In short, from two little verses at the end of Romans, we get a picture of Phoebe as an envoy of Paul to other churches, who herself supported Paul in a mission area where he was very careful not to enter into relationships of support with the locals, who gave hospitality and was bold enough to also receive it on behalf of the apostle. She gives, but she takes. She knows the exchange of reciprocity in the Gospel, not bending social relationships into less equal and less mutually loving alternatives that her own culture had normalized for centuries. She was a layperson (?) who made use of her position and abilities for the sake of the evangelical message, its growth in her community, and its propagation abroad. Her role was support; it was hospitality. But she was vital and central for all that. Paul ranks her as his patron (prostatis) and servant-envoy (diakonos). Few people gain higher praise from the apostle than this woman from the port town outside this major metropolis of the day. Much of the way he phrases this praise is culture-specific and high-context. But it’s very real.
So I went to Cenchreae. It’s underwater now. The buildings along the ancient port sank. Some yellow buoys denote the extent of the moles. But you can further see the outlines of some structures from the shore (or if one goes snorkelling, which I came very much unprepared for). The surrounding beach is frequented by locals. Further archaeological remains from later eras line the shore. Entrance is free, since all beaches in Greece are by law public.

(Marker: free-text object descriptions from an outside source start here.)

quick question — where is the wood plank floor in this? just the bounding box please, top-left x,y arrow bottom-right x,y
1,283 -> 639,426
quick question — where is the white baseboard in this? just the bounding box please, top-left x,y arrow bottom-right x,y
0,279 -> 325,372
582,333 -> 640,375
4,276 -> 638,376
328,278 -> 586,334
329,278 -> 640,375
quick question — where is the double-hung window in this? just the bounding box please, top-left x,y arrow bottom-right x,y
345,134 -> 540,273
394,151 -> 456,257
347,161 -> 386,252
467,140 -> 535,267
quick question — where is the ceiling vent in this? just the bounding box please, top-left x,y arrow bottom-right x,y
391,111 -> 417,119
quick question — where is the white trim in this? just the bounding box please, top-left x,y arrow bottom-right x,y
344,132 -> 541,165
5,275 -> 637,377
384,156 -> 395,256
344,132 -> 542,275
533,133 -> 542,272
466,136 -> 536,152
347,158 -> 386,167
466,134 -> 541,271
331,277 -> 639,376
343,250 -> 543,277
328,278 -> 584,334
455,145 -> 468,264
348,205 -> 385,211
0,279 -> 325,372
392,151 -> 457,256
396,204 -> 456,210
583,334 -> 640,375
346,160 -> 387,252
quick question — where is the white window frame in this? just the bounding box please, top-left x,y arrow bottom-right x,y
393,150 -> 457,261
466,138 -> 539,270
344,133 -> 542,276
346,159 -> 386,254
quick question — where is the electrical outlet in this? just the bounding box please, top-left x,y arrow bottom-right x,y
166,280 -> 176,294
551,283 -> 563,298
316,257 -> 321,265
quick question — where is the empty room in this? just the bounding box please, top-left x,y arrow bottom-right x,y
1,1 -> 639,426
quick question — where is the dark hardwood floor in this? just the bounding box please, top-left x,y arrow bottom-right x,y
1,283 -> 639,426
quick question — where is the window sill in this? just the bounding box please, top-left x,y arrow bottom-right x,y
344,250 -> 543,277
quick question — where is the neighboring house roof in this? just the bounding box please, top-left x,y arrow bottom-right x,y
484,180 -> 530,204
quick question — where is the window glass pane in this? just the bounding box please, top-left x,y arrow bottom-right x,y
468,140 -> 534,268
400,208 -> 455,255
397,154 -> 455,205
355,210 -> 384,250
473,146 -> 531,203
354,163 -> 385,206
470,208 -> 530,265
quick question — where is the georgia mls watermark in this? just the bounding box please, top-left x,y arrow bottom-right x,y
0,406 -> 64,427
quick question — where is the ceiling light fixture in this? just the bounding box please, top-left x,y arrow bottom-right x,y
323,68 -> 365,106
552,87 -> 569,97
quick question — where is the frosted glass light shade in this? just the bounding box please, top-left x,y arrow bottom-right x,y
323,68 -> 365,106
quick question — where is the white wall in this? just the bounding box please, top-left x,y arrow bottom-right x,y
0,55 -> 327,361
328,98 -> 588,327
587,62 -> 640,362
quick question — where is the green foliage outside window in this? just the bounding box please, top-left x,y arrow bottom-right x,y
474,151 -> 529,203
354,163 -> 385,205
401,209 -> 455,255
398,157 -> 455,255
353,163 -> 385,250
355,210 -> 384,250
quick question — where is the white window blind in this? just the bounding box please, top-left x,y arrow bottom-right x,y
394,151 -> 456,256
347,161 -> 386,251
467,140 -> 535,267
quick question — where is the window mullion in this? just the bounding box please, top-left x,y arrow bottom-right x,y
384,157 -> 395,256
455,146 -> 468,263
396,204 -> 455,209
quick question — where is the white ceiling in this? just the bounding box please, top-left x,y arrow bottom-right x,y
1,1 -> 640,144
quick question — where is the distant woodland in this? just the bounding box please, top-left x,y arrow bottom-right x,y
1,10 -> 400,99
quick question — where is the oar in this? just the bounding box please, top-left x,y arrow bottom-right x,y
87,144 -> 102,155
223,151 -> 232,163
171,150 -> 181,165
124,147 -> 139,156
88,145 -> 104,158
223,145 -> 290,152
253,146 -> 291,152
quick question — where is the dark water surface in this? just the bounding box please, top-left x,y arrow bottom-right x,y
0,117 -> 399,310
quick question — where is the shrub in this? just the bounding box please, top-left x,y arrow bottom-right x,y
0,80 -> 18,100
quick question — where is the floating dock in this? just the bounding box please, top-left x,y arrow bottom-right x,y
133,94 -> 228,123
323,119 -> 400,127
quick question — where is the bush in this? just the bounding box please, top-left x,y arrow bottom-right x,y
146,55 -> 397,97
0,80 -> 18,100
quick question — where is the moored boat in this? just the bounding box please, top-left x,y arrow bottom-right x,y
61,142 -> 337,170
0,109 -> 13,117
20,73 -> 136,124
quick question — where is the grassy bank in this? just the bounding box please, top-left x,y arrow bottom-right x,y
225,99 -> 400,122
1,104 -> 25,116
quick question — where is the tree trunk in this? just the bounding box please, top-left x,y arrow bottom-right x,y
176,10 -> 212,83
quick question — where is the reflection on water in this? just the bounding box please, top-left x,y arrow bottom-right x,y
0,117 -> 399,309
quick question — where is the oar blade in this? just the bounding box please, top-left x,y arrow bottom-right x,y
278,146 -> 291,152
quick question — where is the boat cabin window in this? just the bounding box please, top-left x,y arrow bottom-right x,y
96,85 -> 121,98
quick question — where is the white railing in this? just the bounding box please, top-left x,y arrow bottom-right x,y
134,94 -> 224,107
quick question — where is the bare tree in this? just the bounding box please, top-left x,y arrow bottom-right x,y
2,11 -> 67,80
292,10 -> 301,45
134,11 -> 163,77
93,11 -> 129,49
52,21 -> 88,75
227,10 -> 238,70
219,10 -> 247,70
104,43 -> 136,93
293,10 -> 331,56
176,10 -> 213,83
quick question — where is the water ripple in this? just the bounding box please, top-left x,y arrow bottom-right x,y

I stood there for a time taking in the geography, the layout, the ecology, the submerged foundations and walls. With a little sign of the cross and some unvocalized prayers, I addressed myself to Phoebe. She was why I had come. I am taken in by the lessons that her life teaches, in two short verses at the end of a letter and in a portion of text that scholars question was ever going to its ostensible destination in the first place—and a text debated endlessly in discussions about the ordained diaconate. For all these debates, perhaps in spite of them, maybe alongside them and an acknowledgment of their importance, we might take a moment to remember what we do know and what Phoebe does, without a shadow of a doubt, teach us about Christian spirituality: the centrality of trust, reciprocity, littleness, mutuality, and hospitality in the Church, still inspiring us twenty centuries later.